A novel ORF1a-based SARS-CoV-2 RT-PCR assay to resolve inconclusive samples.

ABSTRACT

BACKGROUND: India bears the second largest burden of severe acute respiratory syndrome coronavirus-2 (SARS-CoV-2) infection. A multitude of reverse transcription polymerase chain reaction (RT-PCR) detection assays with disparate gene targets, including automated high-throughput platforms, are available. Varying concordance and interpretation of diagnostic results in this setting can result in significant reporting delays, leading to suboptimal disease management. This article reports the development of a novel ORF1a-based SARS-CoV-2 RT-PCR assay - Viroselect - that shows high concordance with conventional assays and the ability to resolve inconclusive results generated during the peak of the epidemic in Mumbai, India. METHODS: A unique target region within SARS-CoV-2 ORF1a - the non-structural protein 3 (nsp3) region - was used to design and develop the assay. This hypervariable region (1923-3956) between SARS-CoV-2, SARS-CoV-1 and Middle East respiratory syndrome coronavirus was utilized to design the primers and probes for the RT-PCR assay. The concordance of this assay with commonly used emergency use authorization (US Food and Drug Administration) manual kits and an automated high-throughput testing platform was evaluated. Further, a retrospective analysis was carried out using Viroselect on samples reported as 'inconclusive' between April and October 2020. RESULTS: In total, 701 samples were tested. Concordance analysis of 477 samples demonstrated high overall agreement of Viroselect with both manual (87.6%) and automated (84.7%) assays.
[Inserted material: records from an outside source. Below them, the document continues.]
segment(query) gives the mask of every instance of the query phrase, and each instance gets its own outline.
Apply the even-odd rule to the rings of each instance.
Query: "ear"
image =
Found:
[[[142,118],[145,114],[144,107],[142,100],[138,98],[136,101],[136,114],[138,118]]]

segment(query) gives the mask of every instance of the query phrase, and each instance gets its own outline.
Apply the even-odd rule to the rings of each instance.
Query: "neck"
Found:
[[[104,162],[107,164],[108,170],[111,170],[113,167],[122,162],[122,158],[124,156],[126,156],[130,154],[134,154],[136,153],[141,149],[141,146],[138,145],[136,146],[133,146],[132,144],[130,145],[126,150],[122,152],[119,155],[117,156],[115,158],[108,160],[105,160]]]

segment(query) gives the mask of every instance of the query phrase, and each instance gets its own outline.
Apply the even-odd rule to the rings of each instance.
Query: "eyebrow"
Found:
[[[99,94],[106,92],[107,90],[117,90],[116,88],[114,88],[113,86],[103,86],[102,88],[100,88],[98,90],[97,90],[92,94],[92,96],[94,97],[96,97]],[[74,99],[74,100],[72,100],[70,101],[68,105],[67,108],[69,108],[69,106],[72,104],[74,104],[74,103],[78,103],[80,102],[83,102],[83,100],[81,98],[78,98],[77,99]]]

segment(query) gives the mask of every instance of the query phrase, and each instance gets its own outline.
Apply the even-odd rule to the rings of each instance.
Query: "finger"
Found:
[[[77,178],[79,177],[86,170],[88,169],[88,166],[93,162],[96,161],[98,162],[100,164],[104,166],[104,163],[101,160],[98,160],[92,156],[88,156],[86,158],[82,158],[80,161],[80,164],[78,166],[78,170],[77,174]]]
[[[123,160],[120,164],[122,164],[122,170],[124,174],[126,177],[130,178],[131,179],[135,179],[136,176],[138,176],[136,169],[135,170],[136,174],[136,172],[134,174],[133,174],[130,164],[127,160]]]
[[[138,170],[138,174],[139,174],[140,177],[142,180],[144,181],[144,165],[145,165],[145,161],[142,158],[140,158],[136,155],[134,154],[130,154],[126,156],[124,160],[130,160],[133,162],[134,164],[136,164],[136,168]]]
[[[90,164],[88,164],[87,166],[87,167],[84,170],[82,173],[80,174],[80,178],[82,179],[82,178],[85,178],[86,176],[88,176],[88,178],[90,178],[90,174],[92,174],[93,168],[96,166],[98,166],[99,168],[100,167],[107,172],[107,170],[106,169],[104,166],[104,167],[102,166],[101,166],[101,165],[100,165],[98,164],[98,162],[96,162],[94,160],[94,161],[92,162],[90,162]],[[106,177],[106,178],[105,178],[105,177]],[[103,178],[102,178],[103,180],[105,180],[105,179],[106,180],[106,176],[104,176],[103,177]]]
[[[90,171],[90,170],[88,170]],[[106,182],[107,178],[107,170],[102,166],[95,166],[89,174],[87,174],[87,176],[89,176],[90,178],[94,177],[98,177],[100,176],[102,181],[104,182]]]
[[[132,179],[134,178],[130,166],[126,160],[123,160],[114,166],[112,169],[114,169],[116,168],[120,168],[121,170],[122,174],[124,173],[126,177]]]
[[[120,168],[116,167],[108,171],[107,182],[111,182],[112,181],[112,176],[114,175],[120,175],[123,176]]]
Also, in the retrospective analysis of 224 additional samples reported as 'inconclusive', Viroselect was able to resolve 100% (19/19) and 93.7% (192/205) of samples which had inconclusive results on manual and automated high-throughput platforms, respectively. CONCLUSION: Viroselect had high concordance with conventional assays, both manual and automated, and has potential to resolve inconclusive samples.